Anastasia Pavlyuchenkova survived a second-set scare to upset fourth-seeded Agnieszka Radwanska

Pavlyuchenkova, seeded 16th, let two match points slip away while leading 5-4 in the second set and then lost the game on a double fault. But she rebounded in the third to extend her longest run ever at the hardcourt event.

“I think I'm still recovering from the second set,” she said in a courtside interview. “Basically, I thought I had the match in my pocket and lost it, so I'm happy with the mental side.”

Angelique Kerber, the second seed from Germany, bounced back to beat Elina Svitlolina of Ukraine 1-6, 7-6 (2), 6-4 to advance to a quarter-final meeting with 19-year-old Russian Daria Kasatkina, a 7-5, 6-3 winner over Italian Roberta Vinci.

An all-American battle saw Madison Keys breeze by 36-year-old Venus Williams 6-1, 6-7 (2), 6-3 in one hour 50 minutes. Keys will face Pavlyuchenkova on Friday.

The 10th-seeded Keys was all over a listless Williams, taking seven straight games before her sixth-seeded opponent held serve for 2-1 in the second set. She held again and won four in a row as Keys started spraying the ball and wasting easy points and took the set on a one-sided tiebreaker.

Keys found her serve in the third, punctuating the win with an ace on match point, to reach her first Rogers Cup quarter-final.

Williams has appeared at the tournament seven times. She lost in the first round five times and won one match this time, but in 2014 she reached the final, losing to Radwanska.

Fifth-seeded Simona Halep, a finalist last year in Toronto, bulled past 14th seeded Karolina Pliskova of the Czech Republic 6-3, 6-3.

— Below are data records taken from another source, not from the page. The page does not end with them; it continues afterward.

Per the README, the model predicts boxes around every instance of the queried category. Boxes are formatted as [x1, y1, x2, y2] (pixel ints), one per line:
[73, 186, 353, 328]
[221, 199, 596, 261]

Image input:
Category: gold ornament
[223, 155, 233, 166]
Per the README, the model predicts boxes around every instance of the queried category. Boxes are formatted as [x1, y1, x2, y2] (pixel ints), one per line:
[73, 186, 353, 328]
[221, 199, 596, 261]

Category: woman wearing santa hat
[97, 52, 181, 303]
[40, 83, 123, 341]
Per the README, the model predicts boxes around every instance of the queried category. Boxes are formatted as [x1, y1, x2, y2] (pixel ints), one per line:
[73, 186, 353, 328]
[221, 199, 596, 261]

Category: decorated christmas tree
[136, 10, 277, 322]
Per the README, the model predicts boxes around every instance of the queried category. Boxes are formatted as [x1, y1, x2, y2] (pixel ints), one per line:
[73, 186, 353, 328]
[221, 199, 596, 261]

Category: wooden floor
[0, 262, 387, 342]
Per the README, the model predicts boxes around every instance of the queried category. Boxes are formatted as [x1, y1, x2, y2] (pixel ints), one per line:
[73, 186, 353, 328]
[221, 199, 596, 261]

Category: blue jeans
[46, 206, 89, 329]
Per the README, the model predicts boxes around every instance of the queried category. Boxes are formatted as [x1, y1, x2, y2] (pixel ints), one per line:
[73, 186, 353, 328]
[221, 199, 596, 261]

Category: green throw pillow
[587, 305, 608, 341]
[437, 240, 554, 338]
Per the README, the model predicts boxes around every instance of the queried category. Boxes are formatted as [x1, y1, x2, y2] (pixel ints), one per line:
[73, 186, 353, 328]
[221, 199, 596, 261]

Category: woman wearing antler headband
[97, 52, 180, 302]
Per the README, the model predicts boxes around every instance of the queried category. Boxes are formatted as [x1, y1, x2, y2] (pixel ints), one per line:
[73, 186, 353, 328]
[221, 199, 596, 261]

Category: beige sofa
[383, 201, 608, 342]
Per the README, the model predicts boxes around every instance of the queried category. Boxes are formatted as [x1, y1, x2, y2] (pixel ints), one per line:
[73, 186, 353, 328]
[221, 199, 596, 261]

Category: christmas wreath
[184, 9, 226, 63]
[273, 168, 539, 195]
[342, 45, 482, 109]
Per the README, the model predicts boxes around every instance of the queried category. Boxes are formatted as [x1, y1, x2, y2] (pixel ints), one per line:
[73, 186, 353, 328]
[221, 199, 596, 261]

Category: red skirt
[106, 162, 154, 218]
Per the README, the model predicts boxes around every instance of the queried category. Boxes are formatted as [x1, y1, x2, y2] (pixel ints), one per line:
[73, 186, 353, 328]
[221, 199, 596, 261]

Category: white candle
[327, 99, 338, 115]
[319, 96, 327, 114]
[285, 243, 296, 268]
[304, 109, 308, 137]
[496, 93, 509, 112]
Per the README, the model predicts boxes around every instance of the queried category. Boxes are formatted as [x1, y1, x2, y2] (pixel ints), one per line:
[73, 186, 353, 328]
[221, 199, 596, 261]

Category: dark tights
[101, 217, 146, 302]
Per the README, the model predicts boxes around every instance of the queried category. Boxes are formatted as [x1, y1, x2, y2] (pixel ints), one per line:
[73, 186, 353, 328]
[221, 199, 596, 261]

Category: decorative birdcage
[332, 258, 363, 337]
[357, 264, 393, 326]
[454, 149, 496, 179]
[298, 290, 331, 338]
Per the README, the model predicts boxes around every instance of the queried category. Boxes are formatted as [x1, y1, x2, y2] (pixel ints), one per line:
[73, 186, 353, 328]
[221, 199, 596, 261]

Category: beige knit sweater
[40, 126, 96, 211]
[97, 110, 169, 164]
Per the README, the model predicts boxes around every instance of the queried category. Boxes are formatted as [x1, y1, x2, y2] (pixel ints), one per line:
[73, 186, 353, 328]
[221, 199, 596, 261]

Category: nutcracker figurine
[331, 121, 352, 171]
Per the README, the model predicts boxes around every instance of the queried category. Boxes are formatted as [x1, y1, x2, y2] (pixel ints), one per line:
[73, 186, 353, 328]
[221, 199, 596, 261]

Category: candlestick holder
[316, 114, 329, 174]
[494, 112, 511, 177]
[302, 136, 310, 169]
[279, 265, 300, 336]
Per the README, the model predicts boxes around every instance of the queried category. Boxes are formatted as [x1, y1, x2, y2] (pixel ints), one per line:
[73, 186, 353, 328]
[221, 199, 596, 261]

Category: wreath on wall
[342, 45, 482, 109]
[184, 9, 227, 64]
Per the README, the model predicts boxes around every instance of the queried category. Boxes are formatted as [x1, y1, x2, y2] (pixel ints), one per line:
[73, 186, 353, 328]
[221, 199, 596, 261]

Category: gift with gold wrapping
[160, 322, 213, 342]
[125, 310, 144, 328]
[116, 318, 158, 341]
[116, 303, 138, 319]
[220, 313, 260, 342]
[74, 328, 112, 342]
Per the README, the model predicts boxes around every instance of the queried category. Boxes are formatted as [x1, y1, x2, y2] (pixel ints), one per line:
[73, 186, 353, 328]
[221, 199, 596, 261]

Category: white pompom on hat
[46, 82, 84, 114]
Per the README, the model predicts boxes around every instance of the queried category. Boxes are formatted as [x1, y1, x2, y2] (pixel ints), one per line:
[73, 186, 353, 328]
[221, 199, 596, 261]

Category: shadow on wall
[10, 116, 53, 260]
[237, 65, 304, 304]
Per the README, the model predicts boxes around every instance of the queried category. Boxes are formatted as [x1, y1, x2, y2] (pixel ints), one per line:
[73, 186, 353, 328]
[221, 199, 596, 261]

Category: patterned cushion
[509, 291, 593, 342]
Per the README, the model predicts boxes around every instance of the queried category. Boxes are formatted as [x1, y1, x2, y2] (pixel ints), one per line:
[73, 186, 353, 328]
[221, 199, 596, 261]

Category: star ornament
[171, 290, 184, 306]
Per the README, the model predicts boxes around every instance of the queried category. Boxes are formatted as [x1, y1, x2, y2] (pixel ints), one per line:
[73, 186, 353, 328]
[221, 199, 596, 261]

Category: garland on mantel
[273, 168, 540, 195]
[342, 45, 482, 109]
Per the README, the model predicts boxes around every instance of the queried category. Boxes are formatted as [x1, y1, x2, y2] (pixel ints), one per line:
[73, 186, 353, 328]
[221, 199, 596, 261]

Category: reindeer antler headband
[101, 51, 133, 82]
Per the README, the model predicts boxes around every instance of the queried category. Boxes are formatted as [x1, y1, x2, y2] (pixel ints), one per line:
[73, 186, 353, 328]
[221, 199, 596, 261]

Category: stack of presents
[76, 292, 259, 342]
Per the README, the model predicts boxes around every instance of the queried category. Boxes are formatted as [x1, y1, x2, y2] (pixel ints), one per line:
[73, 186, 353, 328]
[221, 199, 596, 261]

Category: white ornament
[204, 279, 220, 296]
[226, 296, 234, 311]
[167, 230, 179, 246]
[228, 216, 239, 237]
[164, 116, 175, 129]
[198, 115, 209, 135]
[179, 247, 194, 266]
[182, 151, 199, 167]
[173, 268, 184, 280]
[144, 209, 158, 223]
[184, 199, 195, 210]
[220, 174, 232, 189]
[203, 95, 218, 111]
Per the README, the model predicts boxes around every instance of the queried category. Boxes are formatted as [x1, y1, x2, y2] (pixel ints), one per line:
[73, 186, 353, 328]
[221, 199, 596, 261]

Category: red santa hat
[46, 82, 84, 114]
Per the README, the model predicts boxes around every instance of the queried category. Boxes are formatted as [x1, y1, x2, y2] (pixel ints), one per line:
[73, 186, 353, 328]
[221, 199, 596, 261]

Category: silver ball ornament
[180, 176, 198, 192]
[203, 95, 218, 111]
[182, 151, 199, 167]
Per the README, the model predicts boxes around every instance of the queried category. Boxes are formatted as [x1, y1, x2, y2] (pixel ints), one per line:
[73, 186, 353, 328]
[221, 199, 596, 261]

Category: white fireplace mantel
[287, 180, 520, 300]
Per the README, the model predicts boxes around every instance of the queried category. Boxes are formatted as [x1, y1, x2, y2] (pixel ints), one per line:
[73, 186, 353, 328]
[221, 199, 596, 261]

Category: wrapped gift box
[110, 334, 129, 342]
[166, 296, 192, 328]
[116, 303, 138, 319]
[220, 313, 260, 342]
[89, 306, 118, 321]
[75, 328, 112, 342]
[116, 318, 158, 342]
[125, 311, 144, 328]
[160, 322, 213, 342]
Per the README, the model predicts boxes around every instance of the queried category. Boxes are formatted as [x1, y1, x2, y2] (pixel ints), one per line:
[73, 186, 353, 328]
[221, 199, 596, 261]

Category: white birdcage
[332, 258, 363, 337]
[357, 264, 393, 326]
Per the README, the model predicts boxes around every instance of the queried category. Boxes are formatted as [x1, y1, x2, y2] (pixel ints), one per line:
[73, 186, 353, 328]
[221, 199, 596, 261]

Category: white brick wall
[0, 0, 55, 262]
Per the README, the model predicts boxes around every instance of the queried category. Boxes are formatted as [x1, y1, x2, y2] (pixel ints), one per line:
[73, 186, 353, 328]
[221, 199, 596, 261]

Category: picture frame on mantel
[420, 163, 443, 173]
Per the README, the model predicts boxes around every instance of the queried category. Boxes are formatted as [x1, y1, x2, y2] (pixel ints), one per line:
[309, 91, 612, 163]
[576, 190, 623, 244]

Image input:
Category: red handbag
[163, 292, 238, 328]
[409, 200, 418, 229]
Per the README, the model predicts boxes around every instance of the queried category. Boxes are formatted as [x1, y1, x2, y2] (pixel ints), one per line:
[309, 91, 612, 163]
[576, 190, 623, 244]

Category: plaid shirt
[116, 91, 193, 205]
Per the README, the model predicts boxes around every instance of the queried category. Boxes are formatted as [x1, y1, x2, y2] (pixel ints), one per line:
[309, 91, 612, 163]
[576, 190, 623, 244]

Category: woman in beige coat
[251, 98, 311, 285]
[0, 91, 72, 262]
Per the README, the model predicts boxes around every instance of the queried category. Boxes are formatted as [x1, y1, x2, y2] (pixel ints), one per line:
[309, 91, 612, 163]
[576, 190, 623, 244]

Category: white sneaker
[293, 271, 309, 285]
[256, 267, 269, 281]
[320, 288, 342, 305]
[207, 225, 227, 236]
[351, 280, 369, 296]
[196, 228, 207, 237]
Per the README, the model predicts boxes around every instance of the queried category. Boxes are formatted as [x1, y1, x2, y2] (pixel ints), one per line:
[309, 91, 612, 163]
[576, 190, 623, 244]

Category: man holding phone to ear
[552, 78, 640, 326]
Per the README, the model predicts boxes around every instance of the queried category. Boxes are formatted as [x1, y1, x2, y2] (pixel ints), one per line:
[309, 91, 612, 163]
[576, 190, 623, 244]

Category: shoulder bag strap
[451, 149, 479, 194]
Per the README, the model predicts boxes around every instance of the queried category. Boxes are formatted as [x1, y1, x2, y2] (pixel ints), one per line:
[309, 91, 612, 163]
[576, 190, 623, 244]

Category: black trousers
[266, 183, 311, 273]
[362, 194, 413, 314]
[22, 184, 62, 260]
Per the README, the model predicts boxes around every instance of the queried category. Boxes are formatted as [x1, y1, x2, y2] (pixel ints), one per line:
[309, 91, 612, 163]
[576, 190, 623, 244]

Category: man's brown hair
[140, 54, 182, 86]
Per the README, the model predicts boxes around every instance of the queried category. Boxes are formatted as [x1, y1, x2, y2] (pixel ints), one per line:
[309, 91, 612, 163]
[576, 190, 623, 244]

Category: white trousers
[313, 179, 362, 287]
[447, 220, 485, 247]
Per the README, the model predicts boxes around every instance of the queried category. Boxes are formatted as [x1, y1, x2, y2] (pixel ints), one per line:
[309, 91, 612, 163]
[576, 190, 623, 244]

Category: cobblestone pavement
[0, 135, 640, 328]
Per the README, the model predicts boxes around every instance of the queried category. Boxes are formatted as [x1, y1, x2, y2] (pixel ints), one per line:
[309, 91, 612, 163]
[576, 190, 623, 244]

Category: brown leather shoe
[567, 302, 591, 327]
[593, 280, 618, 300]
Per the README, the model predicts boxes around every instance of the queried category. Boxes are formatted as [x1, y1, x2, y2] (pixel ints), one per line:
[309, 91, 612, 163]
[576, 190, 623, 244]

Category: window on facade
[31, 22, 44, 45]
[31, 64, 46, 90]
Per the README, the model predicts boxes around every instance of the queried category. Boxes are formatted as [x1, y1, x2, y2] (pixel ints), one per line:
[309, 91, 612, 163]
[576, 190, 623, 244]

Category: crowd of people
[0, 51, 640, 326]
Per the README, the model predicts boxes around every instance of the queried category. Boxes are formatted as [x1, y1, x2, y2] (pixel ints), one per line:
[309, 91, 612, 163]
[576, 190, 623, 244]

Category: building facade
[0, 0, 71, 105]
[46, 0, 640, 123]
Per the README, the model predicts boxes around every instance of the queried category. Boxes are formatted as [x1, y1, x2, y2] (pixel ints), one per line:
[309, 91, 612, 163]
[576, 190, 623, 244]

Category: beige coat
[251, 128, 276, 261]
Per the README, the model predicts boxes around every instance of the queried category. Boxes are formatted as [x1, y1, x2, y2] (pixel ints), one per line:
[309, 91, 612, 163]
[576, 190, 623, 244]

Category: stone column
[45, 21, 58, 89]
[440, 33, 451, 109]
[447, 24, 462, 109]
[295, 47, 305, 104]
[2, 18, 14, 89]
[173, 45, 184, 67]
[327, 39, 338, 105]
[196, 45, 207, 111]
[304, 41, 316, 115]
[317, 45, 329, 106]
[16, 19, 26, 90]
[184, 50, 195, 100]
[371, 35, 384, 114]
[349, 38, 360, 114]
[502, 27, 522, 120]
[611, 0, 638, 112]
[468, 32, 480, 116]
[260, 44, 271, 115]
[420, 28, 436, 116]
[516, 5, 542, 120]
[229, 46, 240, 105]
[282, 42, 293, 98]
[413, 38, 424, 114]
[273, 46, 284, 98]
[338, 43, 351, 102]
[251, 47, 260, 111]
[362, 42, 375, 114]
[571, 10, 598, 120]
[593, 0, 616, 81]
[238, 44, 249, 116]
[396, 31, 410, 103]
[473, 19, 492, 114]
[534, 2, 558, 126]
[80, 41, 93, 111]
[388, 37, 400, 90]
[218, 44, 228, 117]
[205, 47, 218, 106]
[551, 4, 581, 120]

The 24-year Romanian will next face Svetlana Kuznetsova, the ninth seed who downed 12th seeded Czech Petra Kvitova 7-6 (2), 6-3.

Halep was up against the WTA Tour leader in aces with 360, although Pliskova managed only five in the match.

“I knew that it's going to be tough because I don't get rhythm from her,” said Halep. “You never know what to expect for the next point, so there's a bit of tension.

“I just had to stay patient for every ball and to keep fighting because I knew that if I stay there for every ball, she can miss more than me.”

Not a big hitter herself, Halep made up for it by landing 72 per cent of her first serves.

“I am improving a lot,” she said. “Now I already got the rhythm a little bit, the timing.

“I don't serve very strong, but it's better that I can put the first serve more into the court. My percentage is higher than normally.”